CSE 546 Review Session

October 8: Bias-variance trade-off and L1/L2 regularization comparison

In this review section, we'll work through an example to review the bias-variance tradeoff in machine learning. We will later look at some similarities and differences between L1 and L2 regularization.

Bias-Variance Trade-Off

For this example, assume pairs of data $(x_i, y_i) \in (\mathbb{R}, \mathbb{R})$ are generated from the model $y_i = f^\ast(x_i) + \epsilon_i $. Each $\epsilon_i$ is independently drawn from a Gaussian distribution with mean 0 and standard deviation $\sigma$. For these examples, we will fix $\sigma = 0.1$ and $f^*(x) = 3 x^3 - x$, and we assume each $x_i$ is drawn from a uniform distribution between 0 and 1.

The code below generates a scatter plot of 10 datapoints drawn from this distribution.

In [4]:
import numpy as np
import matplotlib.pyplot as plt

sigma = 0.1

def f_star(x):
    return 3 * x**3 - x

def make_data(N):
    """Generates N pairs of data according to y = f*(x) + epsilon"""
    x = np.random.rand(N)
    noise = sigma * np.random.randn(N)
    y = f_star(x) + noise
    return (x, y)

# Generate data:
exampleData = make_data(10)

# Plot f_star:
domainSamples = np.linspace(0, 1)
plt.plot(domainSamples, f_star(domainSamples), 'r')

# Plot data:
plt.scatter(exampleData[0], exampleData[1])

# Format/show plot:
plt.xlabel('x')
plt.ylabel('y')
plt.legend(('f*', 'Samples'), loc='upper left')
plt.show()

Using this model, we will now explore the bias-variance tradeoff using polynomial regression. Given some training data and an order k, we will learn a kth order polynomial function $\hat{f}$ that maps each $x_i$ to a prediction $\hat{y}_i$. The following code illustrates polynomial regression, learning a 4th degree polynomial to fit our 10 example data points.

In [5]:
def expand(x, order):
    """Returns a 2d array with (order + 1) columns.
    Column i is equal to x raised to the power i"""
    cols = []
    for i in range(order + 1):
        cols.append(x ** i)
    return np.column_stack(cols)

def polynomial_regression((x, y), order):
    """Returns a function learned by polynomial regression of order order"""
    lsResult = np.linalg.lstsq(expand(x, order), y)
    lsCoefficients = lsResult[0]
    return lambda v : np.dot(expand(v, order), lsCoefficients)

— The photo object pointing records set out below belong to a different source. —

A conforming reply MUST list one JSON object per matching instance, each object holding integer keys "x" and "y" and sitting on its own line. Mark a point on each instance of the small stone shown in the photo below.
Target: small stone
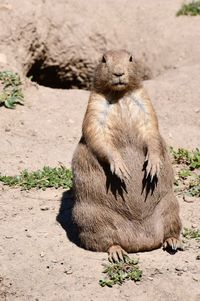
{"x": 195, "y": 279}
{"x": 42, "y": 254}
{"x": 44, "y": 208}
{"x": 188, "y": 199}
{"x": 68, "y": 272}
{"x": 194, "y": 226}
{"x": 3, "y": 58}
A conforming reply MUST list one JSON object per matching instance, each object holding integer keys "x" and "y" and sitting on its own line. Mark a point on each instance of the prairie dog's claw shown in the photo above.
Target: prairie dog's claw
{"x": 119, "y": 168}
{"x": 153, "y": 167}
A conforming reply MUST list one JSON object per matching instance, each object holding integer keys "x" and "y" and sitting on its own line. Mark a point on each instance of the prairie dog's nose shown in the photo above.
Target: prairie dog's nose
{"x": 118, "y": 73}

f_hat = polynomial_regression(exampleData, order=4)

# Plot f_star:
plt.plot(domainSamples, f_hat(domainSamples), 'g')

# Plot data:
plt.scatter(exampleData[0], exampleData[1])

# Format/show plot:
plt.xlabel('x')
plt.ylabel('y')
plt.legend(('f_hat', 'Samples'), loc='upper left')
plt.show()

Minimizing Expected Error

Now suppose that our goal is to minimize the expected squared error on some test data. That is, we want to find an $\hat{f}$ that minimizes $R(\hat{f}) = \mathbb{E}_X[(\hat{f}(x) - y)^2] = \mathbb{E}_X[(\hat{f}(x) - f^*(x) - \epsilon)^2]$, where we're taking the expectation over the distribution of $X$.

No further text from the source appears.